Recent I/O improvements in SLASH2

In the past few months, SLASH2 has received some impressive I/O performance improvements for both reads and writes.

On the write side, we used to do read-before-writes for misaligned writes. This hurts the performance of applications like genetorrent badly. Luckily, we already have the logic to flush only the parts of the pages that are actually dirty. Now we add a few new fields to each page that track the area that has been written with new data. That way, we don’t have to read over the network anymore if an application is only interested in writing data or if a read can be satisfied by previously written data.
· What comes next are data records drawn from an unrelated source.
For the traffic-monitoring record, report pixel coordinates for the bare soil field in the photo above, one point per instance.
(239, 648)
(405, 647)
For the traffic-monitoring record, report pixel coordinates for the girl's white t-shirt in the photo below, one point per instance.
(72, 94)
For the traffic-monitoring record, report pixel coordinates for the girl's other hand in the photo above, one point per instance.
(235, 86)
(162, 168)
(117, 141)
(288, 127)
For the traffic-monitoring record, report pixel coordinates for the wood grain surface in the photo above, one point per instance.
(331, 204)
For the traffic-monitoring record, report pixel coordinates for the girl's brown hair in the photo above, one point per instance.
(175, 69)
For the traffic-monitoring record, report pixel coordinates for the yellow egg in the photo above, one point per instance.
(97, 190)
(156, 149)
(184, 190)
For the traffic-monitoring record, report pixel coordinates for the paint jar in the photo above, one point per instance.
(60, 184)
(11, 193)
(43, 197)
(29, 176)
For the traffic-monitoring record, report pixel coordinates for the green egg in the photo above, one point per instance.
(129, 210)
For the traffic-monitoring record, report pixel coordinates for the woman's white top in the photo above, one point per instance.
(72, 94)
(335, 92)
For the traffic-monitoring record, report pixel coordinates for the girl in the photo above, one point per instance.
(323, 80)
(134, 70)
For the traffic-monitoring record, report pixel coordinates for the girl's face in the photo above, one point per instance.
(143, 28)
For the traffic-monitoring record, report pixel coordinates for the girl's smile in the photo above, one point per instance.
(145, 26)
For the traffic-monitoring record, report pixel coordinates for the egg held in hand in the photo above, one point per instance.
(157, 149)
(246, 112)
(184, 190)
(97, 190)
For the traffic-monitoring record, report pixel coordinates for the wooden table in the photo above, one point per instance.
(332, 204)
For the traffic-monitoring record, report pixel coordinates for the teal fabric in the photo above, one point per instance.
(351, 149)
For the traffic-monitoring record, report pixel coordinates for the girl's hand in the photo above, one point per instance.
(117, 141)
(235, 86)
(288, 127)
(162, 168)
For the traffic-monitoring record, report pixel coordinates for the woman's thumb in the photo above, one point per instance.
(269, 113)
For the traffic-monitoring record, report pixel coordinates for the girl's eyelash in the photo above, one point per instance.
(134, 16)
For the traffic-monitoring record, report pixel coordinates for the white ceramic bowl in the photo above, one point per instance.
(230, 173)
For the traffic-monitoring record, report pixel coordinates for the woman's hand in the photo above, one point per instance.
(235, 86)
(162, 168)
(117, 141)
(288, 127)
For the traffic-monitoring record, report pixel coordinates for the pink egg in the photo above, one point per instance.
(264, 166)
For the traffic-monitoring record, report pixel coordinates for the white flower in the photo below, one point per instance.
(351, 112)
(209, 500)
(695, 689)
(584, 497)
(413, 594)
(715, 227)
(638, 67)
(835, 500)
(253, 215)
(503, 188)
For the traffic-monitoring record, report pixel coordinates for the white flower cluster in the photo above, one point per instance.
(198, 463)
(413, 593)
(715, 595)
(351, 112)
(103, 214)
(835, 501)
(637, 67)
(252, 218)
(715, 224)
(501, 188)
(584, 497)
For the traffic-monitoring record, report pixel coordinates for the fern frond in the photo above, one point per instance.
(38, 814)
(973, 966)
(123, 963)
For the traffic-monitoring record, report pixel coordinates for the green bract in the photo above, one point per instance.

Two caveats:

  • if a read has to go over the network, pending writes must be flushed first.
  • if a read over the network is in progress, a new write has to wait.

So the order matters.

On the read side, we used to have two problems. The first problem is that we only launched read-ahead that is adjacent to the end of the current read request. In other words, we did not fill a pipe of pre-read pages for read requests to catch up. In the new code, the readahead window can be somewhere, say 4MiB, ahead of the current read request. This gives us a whopping 3-4 fold increase on some dd benchmark. The second problem is that our readahead was only limited within a bmap. The readahead logic is reset each time we cross the 128MiB bmap boundary. The new code uses a readahead thread to launch the readahead that is beyond the current bmap. This gives us a further 10% boost.